Spinal Muscular Atrophies (SMAs)
The four main types of spinal muscular atrophies cause various degrees of muscle weakness and wasting.
Depending on the type, people may be confined to a wheelchair, and life span may be shortened.
The diagnosis, suggested by symptoms, is based on family history, tests of muscle and nerve function, and blood tests to detect the defective gene.
There is no cure, but physical therapy and use of braces can help.
(See also Overview of the Peripheral Nervous System.)
Spinal muscular atrophies are usually inherited as an autosomal (not sex-linked) recessive trait. That is, two genes for the disorder are required, one from each parent. These disorders may affect the brain and spinal cord (central nervous system), as well as peripheral nerves.
There are four main types of spinal muscular atrophy.
Symptoms of the first three types first appear during infancy and childhood.
In type I spinal muscular atrophy (Werdnig-Hoffmann disease), muscle weakness is often apparent at or within a few days of birth. It is virtually always apparent by age 6 months. Infants lack muscle tone and reflexes and have difficulty sucking, swallowing, and eventually breathing. Death occurs in 95% of children within the first year and in all by age 4 years, usually due to respiratory failure.
In type II (intermediate) spinal muscular atrophy, weakness typically develops between age 3 and 15 months. Fewer than one fourth of children learn to sit. None can crawl or walk. Reflexes are absent. Muscles are weak, and swallowing may be difficult. Most children are confined to a wheelchair by age 2 to 3 years. The disorder is often fatal in early life, usually because of respiratory problems. But some children survive with permanent weakness that does not continue to worsen. These children often have severe curvature of the spine (scoliosis).
Type III spinal muscular atrophy (Wohlfart-Kugelberg-Welander disease) begins between age 15 months and 19 years and worsens slowly. Consequently, people with this disorder usually live longer than those with type I or II spinal muscular atrophy. Some of them have a normal life span. Weakness and wasting of muscles begin in the hips and thighs and later spread to the arms, feet, and hands. How long people lives depends on whether respiratory problems develop.
Type IV spinal muscular atrophy first appears during adulthood, usually between the ages of 30 and 60 years. Muscles, mainly in the hips, thighs, and shoulders, slowly become weak and waste away.
Doctors usually test for spinal muscular atrophies when unexplained weakness and muscle wasting occur in young children. Because these disorders are inherited, a family history may help doctors make the diagnosis.
Electromyography and nerve conduction studies help confirm the diagnosis. The specific defective gene can be detected by blood tests in 95% of affected people (genetic testing).
Occasionally, biopsy of a muscle is done.
If there is a family history of one of the disorders, amniocentesis can be done to help determine whether an unborn child has the defective gene.
There is no cure for spinal muscular atrophies.
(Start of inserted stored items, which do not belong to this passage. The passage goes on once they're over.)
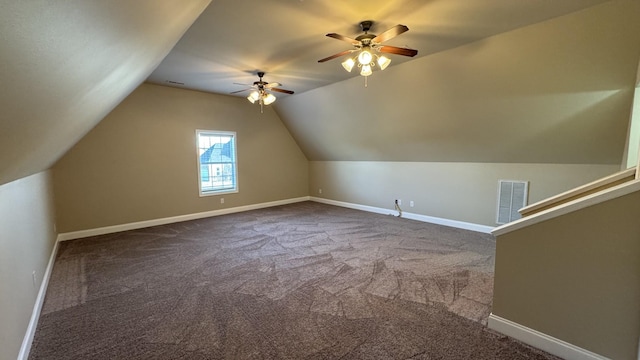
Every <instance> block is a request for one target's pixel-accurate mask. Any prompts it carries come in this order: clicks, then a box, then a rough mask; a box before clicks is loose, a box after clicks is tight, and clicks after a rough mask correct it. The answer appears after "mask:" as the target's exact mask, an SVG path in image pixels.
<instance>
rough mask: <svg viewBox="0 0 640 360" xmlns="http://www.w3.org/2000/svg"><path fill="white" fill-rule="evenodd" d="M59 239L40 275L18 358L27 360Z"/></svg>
mask: <svg viewBox="0 0 640 360" xmlns="http://www.w3.org/2000/svg"><path fill="white" fill-rule="evenodd" d="M59 243H60V241H59V239H56V243H55V244H54V245H53V249H52V250H51V256H50V257H49V263H48V264H47V268H46V269H45V271H44V274H43V275H42V283H41V284H40V289H39V290H38V296H37V297H36V303H35V304H34V305H33V311H32V312H31V319H30V320H29V325H28V326H27V332H26V333H25V335H24V339H22V345H21V346H20V352H19V353H18V360H27V359H28V358H29V352H30V351H31V344H32V343H33V337H34V335H35V334H36V328H37V327H38V319H40V312H41V311H42V305H43V304H44V297H45V295H46V294H47V287H48V286H49V279H50V278H51V271H52V270H53V263H54V262H55V260H56V255H57V254H58V244H59Z"/></svg>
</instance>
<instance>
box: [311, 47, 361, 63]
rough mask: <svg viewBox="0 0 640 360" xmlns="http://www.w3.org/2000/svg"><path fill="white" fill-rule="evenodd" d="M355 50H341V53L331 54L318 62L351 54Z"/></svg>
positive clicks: (320, 59) (353, 51)
mask: <svg viewBox="0 0 640 360" xmlns="http://www.w3.org/2000/svg"><path fill="white" fill-rule="evenodd" d="M354 51H355V50H345V51H343V52H340V53H337V54H334V55H331V56H329V57H326V58H324V59H320V60H318V62H325V61H329V60H333V59H335V58H337V57H340V56H344V55H347V54H350V53H352V52H354Z"/></svg>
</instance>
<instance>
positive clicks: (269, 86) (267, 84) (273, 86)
mask: <svg viewBox="0 0 640 360" xmlns="http://www.w3.org/2000/svg"><path fill="white" fill-rule="evenodd" d="M276 86H282V84H280V83H268V84H266V85H265V86H264V87H265V88H266V89H271V88H274V87H276Z"/></svg>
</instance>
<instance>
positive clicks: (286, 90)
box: [269, 88, 293, 94]
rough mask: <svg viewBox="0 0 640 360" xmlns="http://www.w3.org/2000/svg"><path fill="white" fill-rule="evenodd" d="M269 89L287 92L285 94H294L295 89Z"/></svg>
mask: <svg viewBox="0 0 640 360" xmlns="http://www.w3.org/2000/svg"><path fill="white" fill-rule="evenodd" d="M269 90H271V91H277V92H281V93H285V94H293V91H291V90H285V89H278V88H271V89H269Z"/></svg>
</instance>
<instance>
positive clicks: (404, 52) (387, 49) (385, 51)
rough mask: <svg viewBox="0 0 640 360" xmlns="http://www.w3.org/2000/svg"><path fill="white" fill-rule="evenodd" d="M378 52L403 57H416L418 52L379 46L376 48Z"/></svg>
mask: <svg viewBox="0 0 640 360" xmlns="http://www.w3.org/2000/svg"><path fill="white" fill-rule="evenodd" d="M378 50H380V52H386V53H389V54H396V55H404V56H411V57H413V56H416V55H417V54H418V50H414V49H407V48H399V47H395V46H388V45H386V46H380V47H378Z"/></svg>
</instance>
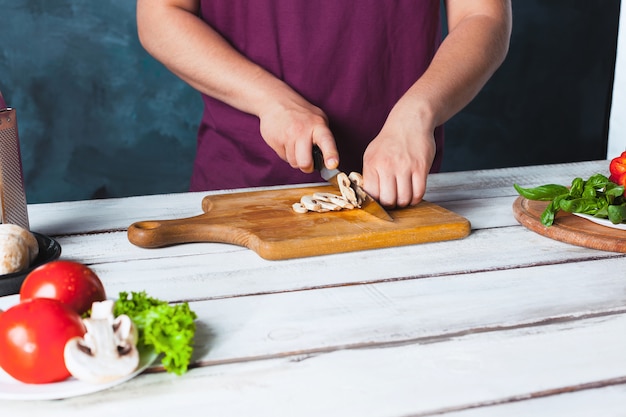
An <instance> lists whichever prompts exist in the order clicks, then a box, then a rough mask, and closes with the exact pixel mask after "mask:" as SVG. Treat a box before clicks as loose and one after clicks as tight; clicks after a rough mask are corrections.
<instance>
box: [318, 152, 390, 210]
mask: <svg viewBox="0 0 626 417" xmlns="http://www.w3.org/2000/svg"><path fill="white" fill-rule="evenodd" d="M313 165H314V167H315V169H316V170H317V171H319V172H320V175H321V176H322V178H324V179H325V180H326V181H328V182H329V183H331V184H332V185H334V186H335V187H337V188H339V183H338V182H337V175H339V173H340V172H341V171H339V170H338V169H328V168H326V165H325V164H324V155H322V150H321V149H320V148H319V147H318V146H317V145H314V146H313ZM350 186H351V187H352V188H354V189H355V191H356V190H358V192H357V195H359V194H360V195H362V196H363V202H362V203H361V207H360V209H361V210H363V211H365V212H366V213H368V214H371V215H372V216H375V217H377V218H379V219H381V220H386V221H388V222H392V221H393V217H391V216H390V215H389V213H387V211H386V210H385V209H384V208H383V206H381V205H380V204H379V203H378V201H376V200H374V198H372V196H371V195H369V194H368V193H366V192H365V190H363V188H362V187H360V186H359V185H357V184H355V183H354V182H353V181H350Z"/></svg>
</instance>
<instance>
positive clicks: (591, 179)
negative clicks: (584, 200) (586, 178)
mask: <svg viewBox="0 0 626 417" xmlns="http://www.w3.org/2000/svg"><path fill="white" fill-rule="evenodd" d="M610 182H611V181H609V179H608V178H607V177H606V176H604V175H602V174H594V175H592V176H591V177H589V179H588V180H587V185H589V186H591V187H594V188H595V189H600V188H604V187H606V185H607V184H608V183H610Z"/></svg>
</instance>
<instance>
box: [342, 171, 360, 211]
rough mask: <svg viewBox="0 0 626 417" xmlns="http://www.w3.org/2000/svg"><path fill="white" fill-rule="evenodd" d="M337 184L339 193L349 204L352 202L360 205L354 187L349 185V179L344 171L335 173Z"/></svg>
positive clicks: (349, 180)
mask: <svg viewBox="0 0 626 417" xmlns="http://www.w3.org/2000/svg"><path fill="white" fill-rule="evenodd" d="M337 184H338V185H339V190H340V191H341V195H342V196H343V197H344V198H345V199H346V200H348V202H349V203H350V204H352V205H353V206H355V207H361V205H360V204H359V200H358V199H357V196H356V193H355V191H354V189H353V188H352V187H351V186H350V185H351V182H350V179H349V178H348V176H347V175H346V174H345V173H343V172H340V173H339V174H337Z"/></svg>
Physical therapy and wearing braces can sometimes help. Physical and occupational therapists can provide adaptive devices to enable children to feed themselves, write, or use a computer.
Nusinersen, a new drug, may slightly improve muscle movement and may delay disability and death. Nusinersen is injected into the space around the spinal cord. Before injecting the drug, doctors often numb the injection site with a small amount of local anesthetic. Then they insert a needle between two vertebrae in the lower spine, as is done for a spinal tap (lumbar puncture). Nusinersen is initially given in four doses over a period of 2 months. Then it is given at regular intervals every 4 months.
Gene therapy for spinal muscular atrophy has recently become available. It is injected into a vein. Only one injection is required.